Benoit Huot, avec son œuvre singulière, étrange et inclassable, défie les tendances et les catégories modernes de l’art. La Fondation du doute présente une exposition d’ampleur, réunissant un ensemble de ses « personnages ».
Diplômé de l’École des Beaux-arts de Besançon (1989), Benoit Huot (Montbéliard (1966) – vit et travaille à Gray) suspend, à la fin des années 1990, sa pratique picturale pour se consacrer à la restauration d’une ancienne ferme en maison-atelier, dans le petit village de Montivernage dans le Doubs. C’est au cours de ce chantier qu’il exhume des murs des corps d’animaux momifiés par le temps. L’expérience aura une influence décisive sur son oeuvre : au milieu des années 2000, l’artiste se remet à l’ouvrage mais s’éloigne de la toile et des pinceaux pour désormais se consacrer à la sculpture. Il récupère çà et là des animaux naturalisés pour créer des « personnages », entrelacs composites de corps et d’objets divers – dont parfois des masques et des statuaires venus d’ailleurs – qu’ensuite il habille et recouvre de tissus, parures et autres passementeries, comme pour mieux les « préparer au voyage » voire les réactiver.

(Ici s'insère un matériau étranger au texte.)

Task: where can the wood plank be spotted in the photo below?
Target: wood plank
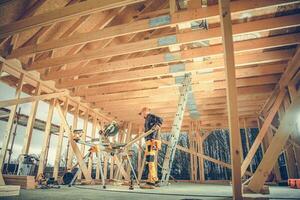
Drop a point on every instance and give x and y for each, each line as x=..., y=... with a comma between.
x=83, y=138
x=46, y=139
x=140, y=74
x=231, y=91
x=7, y=133
x=253, y=76
x=211, y=64
x=241, y=46
x=62, y=14
x=31, y=119
x=181, y=38
x=74, y=126
x=23, y=100
x=90, y=165
x=262, y=131
x=60, y=141
x=150, y=24
x=75, y=149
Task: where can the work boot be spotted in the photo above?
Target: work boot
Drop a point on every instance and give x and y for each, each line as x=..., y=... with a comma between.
x=157, y=184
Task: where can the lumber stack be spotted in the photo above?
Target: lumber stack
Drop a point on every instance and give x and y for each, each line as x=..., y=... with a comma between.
x=26, y=182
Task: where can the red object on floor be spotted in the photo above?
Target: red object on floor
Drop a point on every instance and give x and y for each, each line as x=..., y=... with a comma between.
x=294, y=183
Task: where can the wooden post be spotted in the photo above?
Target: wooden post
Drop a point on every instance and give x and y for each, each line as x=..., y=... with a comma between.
x=74, y=126
x=59, y=142
x=201, y=164
x=288, y=124
x=191, y=155
x=7, y=133
x=90, y=165
x=105, y=159
x=74, y=147
x=128, y=138
x=83, y=137
x=231, y=91
x=173, y=6
x=139, y=160
x=31, y=120
x=262, y=131
x=247, y=141
x=47, y=135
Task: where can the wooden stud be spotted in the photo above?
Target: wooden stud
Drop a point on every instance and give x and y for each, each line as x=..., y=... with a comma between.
x=90, y=165
x=74, y=126
x=31, y=120
x=286, y=127
x=262, y=131
x=62, y=14
x=60, y=141
x=23, y=100
x=224, y=6
x=46, y=140
x=83, y=137
x=7, y=133
x=74, y=147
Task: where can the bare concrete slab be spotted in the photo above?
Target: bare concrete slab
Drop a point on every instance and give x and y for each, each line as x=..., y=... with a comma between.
x=177, y=191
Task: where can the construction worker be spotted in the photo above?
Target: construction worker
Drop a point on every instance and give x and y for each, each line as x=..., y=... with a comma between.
x=153, y=144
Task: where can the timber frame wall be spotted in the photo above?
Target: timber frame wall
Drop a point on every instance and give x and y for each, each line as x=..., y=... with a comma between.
x=245, y=73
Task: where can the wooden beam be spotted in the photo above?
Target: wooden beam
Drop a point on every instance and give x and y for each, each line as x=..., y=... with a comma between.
x=9, y=125
x=46, y=139
x=83, y=138
x=231, y=91
x=148, y=24
x=14, y=67
x=173, y=6
x=257, y=76
x=214, y=63
x=62, y=14
x=287, y=125
x=60, y=141
x=90, y=165
x=262, y=131
x=260, y=43
x=74, y=126
x=180, y=38
x=75, y=149
x=283, y=82
x=291, y=70
x=23, y=100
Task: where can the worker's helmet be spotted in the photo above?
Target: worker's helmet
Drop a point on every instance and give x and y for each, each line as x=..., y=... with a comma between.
x=111, y=129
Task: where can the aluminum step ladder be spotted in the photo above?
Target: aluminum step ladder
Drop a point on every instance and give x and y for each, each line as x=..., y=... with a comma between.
x=176, y=127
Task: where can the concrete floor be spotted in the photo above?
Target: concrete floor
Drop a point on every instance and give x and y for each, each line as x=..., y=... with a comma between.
x=178, y=191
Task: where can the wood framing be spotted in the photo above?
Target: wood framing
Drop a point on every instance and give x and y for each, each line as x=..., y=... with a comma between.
x=74, y=147
x=67, y=13
x=102, y=61
x=287, y=126
x=60, y=140
x=233, y=116
x=11, y=102
x=46, y=139
x=9, y=125
x=31, y=119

Chacun est ensuite baptisé, souvent en empruntant le nom d’une divinité ou d’un être mythologique non occidental (Gonggong, Patèque, Egipan…) librement pioché dans un dictionnaire – plus par obligation pratique que par réel lien symbolique.
Le chemin qui mène de la vie à la mort, et inversement, est une des clés essentielles du travail de Benoit Huot. Sans que cela ne soit jamais souligné voire mentionné dans la biographie, cette fascination n’est pas étrangère à une expérience limite vécue sous psychotrope par l’artiste au milieu des années 1990, qui le conduira non seulement à se mettre « au vert » à la campagne, mais aussi au tournant radical que prendra son oeuvre quelques années plus tard. Il est d’ailleurs peut-être révélateur que celle-ci semble habitée de la même ferveur inquiétante que les « chasses fantastiques » revenues de l’au-delà, sombres et flamboyantes à la fois.
Mais plus profondément encore, c’est bien la notion même de passage, toujours transgressif parce que transformateur, qui agite l’oeuvre de Benoit Huot. L’inversion qui consiste à faire entrer l’animal dans le champ de la culture et du spirituel en même temps qu’il passe de la mort à la vie ; l’hybridation de reliques de corps artificiels (mannequins, poupées, statues, masques) et organiques (ossements, taxidermies…) ; les références plurielles aux figures de l’intercession ; ou encore le mode opératoire qui l’inscrit dans le sillage des pratiques cognitives, artistiques et in fine philosophiques du bricolage tel que conceptualisé par Claude Levi-Strauss et ses héritiers… Toutes ces formes de transfert contribuent à faire naître du tréfonds des oeuvres une présence active, dérangeante parfois, et à estomper les frontières entre le Même et l’Autre. Le visiteur n’est dès lors plus qu’un être singulier parmi d’autres êtres singuliers, sans plus trop savoir qui regarde, qui est regardé.